Device-dependent options

:

Examples: ALSA: Buffer size; TDBD: Gain; RASP: Gain. See wios  help for a complete list.


Examples:

 

  • Using a RASP device with an IP address of 192.168.1.1, ...

    1. Record sound with 8 channel for 3 seconds and save it to output.wav.
      wios -r -x 2 -t 3 -c 8 -d 192.168.1.1 -o output.wav

    2. Play the wave file input.wav
      wios -p -x 2 -d 192.168.1.1 -i input.wav

    3. Play tsp.wav and synchronously record the sound and save it to response.wav
      wios -s -x 2 -d 192.168.1.1 -i tsp.wav -o response.wav

  • Using an ALSA-supported sound card installed in a computer, ...

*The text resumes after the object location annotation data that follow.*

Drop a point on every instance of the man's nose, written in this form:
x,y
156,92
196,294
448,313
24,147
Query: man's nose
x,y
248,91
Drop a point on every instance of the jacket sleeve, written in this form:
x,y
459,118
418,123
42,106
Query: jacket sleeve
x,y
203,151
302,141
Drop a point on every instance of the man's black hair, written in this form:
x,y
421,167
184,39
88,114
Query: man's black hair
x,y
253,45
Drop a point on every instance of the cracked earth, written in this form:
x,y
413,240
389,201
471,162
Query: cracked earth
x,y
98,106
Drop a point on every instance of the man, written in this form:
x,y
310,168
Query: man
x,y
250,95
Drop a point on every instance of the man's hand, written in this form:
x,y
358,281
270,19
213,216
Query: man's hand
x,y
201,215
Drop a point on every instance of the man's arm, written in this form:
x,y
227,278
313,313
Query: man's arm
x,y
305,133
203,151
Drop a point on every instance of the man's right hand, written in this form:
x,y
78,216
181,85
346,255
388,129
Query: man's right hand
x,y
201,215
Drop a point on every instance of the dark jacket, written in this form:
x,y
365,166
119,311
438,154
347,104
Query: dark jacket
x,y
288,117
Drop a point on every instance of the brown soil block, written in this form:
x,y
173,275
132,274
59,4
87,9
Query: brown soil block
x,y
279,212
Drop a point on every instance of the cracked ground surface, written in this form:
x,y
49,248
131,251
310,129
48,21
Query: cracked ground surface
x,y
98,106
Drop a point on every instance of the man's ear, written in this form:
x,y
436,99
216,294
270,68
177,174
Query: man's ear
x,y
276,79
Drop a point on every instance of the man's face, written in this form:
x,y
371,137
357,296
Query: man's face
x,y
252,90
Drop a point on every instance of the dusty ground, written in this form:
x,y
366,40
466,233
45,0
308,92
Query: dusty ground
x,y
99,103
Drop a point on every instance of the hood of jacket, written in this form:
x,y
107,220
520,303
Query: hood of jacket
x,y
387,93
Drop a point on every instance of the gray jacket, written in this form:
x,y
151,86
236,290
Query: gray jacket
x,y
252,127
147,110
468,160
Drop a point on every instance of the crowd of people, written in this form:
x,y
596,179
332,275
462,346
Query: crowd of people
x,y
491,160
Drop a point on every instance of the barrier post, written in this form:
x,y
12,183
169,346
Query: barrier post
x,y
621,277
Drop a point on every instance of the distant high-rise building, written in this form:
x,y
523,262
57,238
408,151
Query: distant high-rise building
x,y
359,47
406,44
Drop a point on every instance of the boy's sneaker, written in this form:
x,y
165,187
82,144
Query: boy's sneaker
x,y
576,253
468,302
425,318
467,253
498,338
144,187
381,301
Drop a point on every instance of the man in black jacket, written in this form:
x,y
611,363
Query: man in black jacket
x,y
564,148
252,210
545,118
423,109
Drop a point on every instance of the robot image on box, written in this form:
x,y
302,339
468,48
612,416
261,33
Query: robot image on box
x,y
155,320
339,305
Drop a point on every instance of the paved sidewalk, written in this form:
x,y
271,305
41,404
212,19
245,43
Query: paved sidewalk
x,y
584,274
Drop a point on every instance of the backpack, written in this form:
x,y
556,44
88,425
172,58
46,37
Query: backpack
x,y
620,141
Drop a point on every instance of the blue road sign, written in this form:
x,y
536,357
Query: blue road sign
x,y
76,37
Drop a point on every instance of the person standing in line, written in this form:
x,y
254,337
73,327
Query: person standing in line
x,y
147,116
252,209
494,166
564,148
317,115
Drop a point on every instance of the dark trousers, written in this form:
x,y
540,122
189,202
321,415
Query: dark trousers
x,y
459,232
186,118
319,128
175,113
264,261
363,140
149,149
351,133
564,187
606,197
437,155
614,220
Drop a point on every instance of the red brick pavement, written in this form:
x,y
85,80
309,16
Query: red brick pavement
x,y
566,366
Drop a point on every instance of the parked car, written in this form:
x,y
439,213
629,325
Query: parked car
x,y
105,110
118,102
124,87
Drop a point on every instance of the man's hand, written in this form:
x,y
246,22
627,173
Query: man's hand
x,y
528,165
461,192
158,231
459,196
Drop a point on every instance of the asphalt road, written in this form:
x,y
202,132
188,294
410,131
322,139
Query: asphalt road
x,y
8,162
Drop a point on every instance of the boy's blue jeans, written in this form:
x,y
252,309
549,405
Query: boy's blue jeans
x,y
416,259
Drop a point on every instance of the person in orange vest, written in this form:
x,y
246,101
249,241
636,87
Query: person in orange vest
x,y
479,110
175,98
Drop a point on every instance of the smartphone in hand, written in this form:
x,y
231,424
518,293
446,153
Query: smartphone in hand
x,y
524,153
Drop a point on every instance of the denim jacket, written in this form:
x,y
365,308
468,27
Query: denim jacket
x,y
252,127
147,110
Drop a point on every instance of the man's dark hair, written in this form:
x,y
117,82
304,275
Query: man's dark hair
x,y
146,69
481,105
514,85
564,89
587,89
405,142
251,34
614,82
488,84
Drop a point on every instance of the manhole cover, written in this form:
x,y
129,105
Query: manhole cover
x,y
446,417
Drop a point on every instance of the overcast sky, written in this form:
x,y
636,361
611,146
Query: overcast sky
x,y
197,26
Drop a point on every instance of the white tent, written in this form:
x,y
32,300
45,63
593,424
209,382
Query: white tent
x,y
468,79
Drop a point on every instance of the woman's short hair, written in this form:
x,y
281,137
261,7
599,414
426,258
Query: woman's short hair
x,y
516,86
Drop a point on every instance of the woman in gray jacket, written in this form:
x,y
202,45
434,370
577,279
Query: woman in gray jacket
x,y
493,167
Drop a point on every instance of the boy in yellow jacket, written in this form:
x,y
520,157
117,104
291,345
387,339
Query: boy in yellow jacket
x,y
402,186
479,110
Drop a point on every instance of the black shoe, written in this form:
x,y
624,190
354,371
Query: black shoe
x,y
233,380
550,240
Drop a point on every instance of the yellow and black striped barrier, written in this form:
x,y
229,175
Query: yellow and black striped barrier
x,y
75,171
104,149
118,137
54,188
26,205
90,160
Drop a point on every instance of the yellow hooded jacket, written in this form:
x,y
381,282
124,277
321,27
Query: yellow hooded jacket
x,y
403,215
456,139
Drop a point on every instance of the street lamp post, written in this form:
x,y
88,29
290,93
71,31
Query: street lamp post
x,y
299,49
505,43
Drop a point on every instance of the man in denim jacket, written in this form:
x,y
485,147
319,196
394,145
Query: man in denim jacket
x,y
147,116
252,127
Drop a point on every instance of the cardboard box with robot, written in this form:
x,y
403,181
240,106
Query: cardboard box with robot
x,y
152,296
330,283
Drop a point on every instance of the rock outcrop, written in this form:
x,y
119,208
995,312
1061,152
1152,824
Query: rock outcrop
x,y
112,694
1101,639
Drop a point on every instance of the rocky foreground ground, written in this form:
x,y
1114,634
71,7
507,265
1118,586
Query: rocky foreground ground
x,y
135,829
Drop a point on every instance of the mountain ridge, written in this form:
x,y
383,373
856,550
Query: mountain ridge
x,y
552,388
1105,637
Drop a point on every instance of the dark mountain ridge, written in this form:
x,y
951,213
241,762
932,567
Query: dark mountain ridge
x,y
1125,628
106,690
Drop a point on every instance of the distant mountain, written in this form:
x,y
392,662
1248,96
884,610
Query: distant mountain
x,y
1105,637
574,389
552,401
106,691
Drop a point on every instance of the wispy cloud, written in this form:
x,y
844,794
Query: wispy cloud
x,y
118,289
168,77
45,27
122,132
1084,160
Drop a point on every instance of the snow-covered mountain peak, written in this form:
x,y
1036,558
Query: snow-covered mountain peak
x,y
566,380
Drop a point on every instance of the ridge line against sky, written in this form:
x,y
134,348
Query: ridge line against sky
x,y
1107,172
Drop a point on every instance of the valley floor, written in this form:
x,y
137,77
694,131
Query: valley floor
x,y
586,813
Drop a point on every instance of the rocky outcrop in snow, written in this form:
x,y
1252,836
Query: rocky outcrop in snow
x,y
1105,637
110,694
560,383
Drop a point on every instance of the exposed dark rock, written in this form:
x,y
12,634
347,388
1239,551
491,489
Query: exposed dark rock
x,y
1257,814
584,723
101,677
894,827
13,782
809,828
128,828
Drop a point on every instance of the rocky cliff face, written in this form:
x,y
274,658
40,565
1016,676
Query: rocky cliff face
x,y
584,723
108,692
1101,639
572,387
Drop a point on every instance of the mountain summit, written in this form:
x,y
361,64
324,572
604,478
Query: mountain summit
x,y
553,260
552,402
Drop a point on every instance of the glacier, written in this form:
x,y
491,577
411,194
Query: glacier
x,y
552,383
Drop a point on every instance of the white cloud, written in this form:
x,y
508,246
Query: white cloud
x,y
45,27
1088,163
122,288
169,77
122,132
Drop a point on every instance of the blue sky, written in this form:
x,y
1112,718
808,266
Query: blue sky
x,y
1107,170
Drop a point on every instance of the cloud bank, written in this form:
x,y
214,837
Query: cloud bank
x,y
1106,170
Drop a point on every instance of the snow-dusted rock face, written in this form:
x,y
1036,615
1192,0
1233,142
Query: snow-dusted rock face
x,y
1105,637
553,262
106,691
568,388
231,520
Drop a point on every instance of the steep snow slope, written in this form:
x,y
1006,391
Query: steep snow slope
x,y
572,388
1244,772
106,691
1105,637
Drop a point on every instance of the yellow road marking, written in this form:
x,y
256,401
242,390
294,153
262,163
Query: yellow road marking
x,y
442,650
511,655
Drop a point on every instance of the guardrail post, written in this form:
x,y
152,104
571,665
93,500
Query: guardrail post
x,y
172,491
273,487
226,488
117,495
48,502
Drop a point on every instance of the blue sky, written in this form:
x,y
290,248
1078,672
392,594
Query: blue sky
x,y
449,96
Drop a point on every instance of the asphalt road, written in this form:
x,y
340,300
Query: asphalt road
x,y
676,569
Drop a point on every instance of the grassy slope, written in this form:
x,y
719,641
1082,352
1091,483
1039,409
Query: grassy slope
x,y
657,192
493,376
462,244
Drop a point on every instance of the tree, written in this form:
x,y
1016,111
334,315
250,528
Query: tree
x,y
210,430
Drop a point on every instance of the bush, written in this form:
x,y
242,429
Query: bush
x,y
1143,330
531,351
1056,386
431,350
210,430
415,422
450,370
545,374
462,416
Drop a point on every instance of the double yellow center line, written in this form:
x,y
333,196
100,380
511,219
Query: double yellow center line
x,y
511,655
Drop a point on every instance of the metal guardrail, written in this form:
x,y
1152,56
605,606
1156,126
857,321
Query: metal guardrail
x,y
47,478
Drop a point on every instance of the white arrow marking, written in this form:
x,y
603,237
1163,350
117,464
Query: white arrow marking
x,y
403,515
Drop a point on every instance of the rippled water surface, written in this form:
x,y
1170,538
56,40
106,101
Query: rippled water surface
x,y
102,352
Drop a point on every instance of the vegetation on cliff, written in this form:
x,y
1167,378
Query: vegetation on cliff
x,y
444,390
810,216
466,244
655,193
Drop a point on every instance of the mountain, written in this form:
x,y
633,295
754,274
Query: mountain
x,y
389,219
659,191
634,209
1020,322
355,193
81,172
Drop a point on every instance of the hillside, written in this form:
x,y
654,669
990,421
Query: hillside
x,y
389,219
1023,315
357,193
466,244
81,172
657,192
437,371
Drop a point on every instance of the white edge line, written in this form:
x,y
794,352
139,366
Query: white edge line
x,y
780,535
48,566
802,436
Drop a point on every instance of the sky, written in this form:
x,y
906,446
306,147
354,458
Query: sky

    1. Record monaural sound for 10 seconds
      wios -r -x 0 -t 10 -c 1 -o output.wav

    2. Play output.wav
      wios -p -x 0 -i output.wav

See Also

See Learning sound recording for a detailed description of sound recording sound using the HARK network. If recording fails, see Sound recording fails for troubleshooting.

For ALSA, RASP, and TDBD, see the chapter about devices in the HARK document. If you want to use a device unsupported by HARK, see Using an A/D converter unsupported by HARK.

See Recording impulse response for information about impulse response measurement.